Monologue of the Moustached Girl
By Joel Ephraims
Published 1 January 2021
“These books appear to be constructed horizontally. They remind me of the cast aside welkins of those ones who transcended early. The windows on the toes do well when moonlit and will fit the new bodies splendid.
Inside one of your own deadlines a naked scaffold breathes. Position yourself neatly against it like a mulcher reflected in a bearded vase. Gravity is your bag of rain drops there which you forgot how much they cost or if you bought them or if they were a gift or only some of them were.
We will lay down. Slowly now, slowly, slow I will tell you when you go to run your thumb through the inch long hairs of my upper lip like a medley of skyscrapers with a low flying surveillance drone. The office corridors are wet and malleable these days. They give me sinus which lights bad with my javelin-thrower’s nose. I sold my beauty to the smokelifting children a long time ago and suffered this bout of sprouting femininity as a result.
In the patterns of my dandruff I see the world’s end clear as the weevil that swims in my coffee cup that is the secret ambassador to heavily whiskered bats.
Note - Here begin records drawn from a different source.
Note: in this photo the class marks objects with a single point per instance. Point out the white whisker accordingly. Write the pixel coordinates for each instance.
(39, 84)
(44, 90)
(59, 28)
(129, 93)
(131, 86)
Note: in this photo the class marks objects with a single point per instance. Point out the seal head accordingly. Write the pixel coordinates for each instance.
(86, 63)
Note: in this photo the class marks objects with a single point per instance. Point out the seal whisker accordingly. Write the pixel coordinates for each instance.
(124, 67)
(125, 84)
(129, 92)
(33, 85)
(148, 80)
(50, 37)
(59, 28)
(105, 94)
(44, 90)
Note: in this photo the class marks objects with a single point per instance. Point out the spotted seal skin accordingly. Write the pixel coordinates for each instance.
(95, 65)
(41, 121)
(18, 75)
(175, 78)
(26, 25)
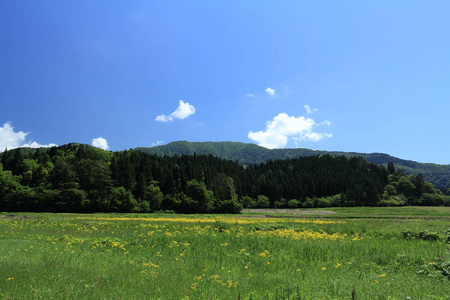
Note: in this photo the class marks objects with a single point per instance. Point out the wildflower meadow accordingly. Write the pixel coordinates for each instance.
(250, 256)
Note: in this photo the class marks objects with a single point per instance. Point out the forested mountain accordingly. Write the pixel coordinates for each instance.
(81, 178)
(243, 153)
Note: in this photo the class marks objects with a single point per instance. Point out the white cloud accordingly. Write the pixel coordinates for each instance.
(157, 143)
(183, 111)
(11, 139)
(283, 127)
(271, 92)
(309, 110)
(100, 143)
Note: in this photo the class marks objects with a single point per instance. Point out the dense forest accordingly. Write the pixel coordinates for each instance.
(81, 178)
(247, 153)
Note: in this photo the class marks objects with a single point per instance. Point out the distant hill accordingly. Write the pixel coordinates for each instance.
(246, 153)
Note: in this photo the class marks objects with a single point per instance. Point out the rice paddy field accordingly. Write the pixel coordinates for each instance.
(339, 253)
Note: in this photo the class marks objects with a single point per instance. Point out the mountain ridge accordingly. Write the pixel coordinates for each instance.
(248, 153)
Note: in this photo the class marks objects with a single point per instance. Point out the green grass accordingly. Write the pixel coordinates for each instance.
(160, 256)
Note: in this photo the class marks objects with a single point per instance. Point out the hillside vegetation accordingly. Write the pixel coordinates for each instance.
(81, 178)
(243, 153)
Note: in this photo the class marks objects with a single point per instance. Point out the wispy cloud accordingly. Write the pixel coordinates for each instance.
(309, 110)
(183, 111)
(11, 139)
(157, 143)
(100, 143)
(271, 92)
(283, 128)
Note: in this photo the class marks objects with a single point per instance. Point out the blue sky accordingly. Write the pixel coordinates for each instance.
(360, 76)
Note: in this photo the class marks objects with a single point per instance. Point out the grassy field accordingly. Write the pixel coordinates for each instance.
(357, 253)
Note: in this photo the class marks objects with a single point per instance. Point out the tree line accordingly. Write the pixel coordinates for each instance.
(81, 178)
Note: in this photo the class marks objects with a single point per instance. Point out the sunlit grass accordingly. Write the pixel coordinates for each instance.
(216, 257)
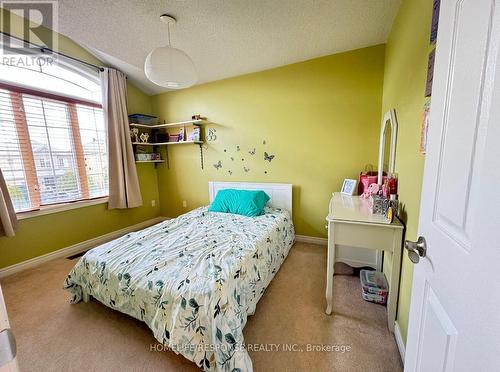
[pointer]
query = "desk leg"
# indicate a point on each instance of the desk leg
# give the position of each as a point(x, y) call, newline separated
point(330, 268)
point(394, 283)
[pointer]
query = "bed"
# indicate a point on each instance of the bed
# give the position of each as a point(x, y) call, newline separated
point(193, 279)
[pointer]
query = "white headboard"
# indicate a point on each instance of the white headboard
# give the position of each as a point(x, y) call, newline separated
point(280, 193)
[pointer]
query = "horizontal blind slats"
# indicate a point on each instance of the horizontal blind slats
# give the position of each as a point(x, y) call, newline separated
point(38, 152)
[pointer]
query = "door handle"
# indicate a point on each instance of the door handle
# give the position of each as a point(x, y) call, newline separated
point(7, 346)
point(416, 249)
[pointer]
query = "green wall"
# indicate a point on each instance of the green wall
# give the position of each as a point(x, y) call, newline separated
point(40, 235)
point(319, 118)
point(404, 85)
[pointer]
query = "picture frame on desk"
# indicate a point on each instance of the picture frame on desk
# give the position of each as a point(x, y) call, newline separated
point(349, 187)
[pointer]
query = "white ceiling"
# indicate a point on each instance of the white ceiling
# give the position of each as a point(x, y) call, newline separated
point(224, 37)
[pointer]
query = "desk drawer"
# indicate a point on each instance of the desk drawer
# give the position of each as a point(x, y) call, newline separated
point(364, 235)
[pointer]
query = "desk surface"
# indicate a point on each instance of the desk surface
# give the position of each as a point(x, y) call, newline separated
point(355, 209)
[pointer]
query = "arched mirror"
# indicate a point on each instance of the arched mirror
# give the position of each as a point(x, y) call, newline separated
point(389, 125)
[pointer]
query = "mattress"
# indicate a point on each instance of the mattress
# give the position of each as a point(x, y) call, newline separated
point(193, 279)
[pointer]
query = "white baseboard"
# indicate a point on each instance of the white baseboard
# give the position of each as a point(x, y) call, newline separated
point(311, 240)
point(399, 341)
point(76, 248)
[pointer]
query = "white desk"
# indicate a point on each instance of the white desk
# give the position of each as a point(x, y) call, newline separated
point(351, 223)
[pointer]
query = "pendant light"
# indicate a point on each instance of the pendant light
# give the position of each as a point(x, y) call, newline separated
point(170, 67)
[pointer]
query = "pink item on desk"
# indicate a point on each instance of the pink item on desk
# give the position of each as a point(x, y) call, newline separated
point(373, 189)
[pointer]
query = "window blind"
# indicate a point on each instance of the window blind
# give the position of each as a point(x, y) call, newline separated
point(51, 151)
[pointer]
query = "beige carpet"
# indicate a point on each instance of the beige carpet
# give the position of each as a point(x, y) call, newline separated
point(53, 335)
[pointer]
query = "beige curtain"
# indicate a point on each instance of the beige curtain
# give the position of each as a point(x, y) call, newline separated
point(124, 191)
point(8, 220)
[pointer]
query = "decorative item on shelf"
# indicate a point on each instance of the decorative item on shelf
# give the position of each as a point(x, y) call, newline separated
point(134, 134)
point(348, 187)
point(194, 135)
point(147, 157)
point(144, 137)
point(174, 138)
point(161, 137)
point(380, 205)
point(372, 189)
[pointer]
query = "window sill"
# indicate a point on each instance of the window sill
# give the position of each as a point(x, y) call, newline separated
point(61, 208)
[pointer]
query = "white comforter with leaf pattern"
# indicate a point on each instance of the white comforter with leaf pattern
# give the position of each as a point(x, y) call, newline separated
point(193, 280)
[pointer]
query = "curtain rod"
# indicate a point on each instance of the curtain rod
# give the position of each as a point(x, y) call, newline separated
point(45, 50)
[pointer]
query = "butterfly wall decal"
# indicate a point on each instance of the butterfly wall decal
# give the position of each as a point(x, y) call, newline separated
point(268, 157)
point(218, 165)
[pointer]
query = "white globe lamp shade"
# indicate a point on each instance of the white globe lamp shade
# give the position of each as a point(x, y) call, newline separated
point(170, 68)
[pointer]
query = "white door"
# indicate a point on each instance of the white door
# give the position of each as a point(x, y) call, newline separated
point(7, 343)
point(455, 308)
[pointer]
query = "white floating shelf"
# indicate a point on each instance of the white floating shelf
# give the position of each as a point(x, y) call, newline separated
point(150, 161)
point(170, 125)
point(167, 143)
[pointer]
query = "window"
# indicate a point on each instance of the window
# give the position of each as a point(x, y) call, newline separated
point(53, 148)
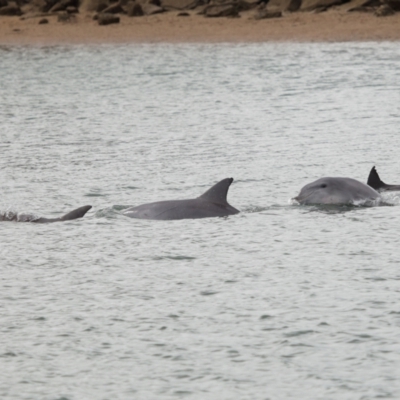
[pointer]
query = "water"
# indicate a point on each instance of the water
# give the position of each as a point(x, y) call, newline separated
point(278, 302)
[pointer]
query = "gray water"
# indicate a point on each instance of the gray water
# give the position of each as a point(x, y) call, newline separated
point(278, 302)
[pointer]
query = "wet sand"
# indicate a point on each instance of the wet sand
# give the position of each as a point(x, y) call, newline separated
point(331, 26)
Tell the ribbons in the ionosphere that I loved them once. Its three parts Jet enamel and one part Mortein and not the four parts that they thought it was. The Muses come down to meet the porno directors every Saturday in the second row from the back to the left when you come in from the south entrance, if you can get past security, especially the nightingale dogs.
I took this foliage upon myself within a generation of shaved mimes. The tremulous mountain in my reading glasses spluttered it so. I am a god’s tennis elbow. While cats prowl receipt clouds lightening is my trans-gender bride, my green knight. Pucker yourselves vertically to the walls and fold your castle’s tails correctly. Fair well.”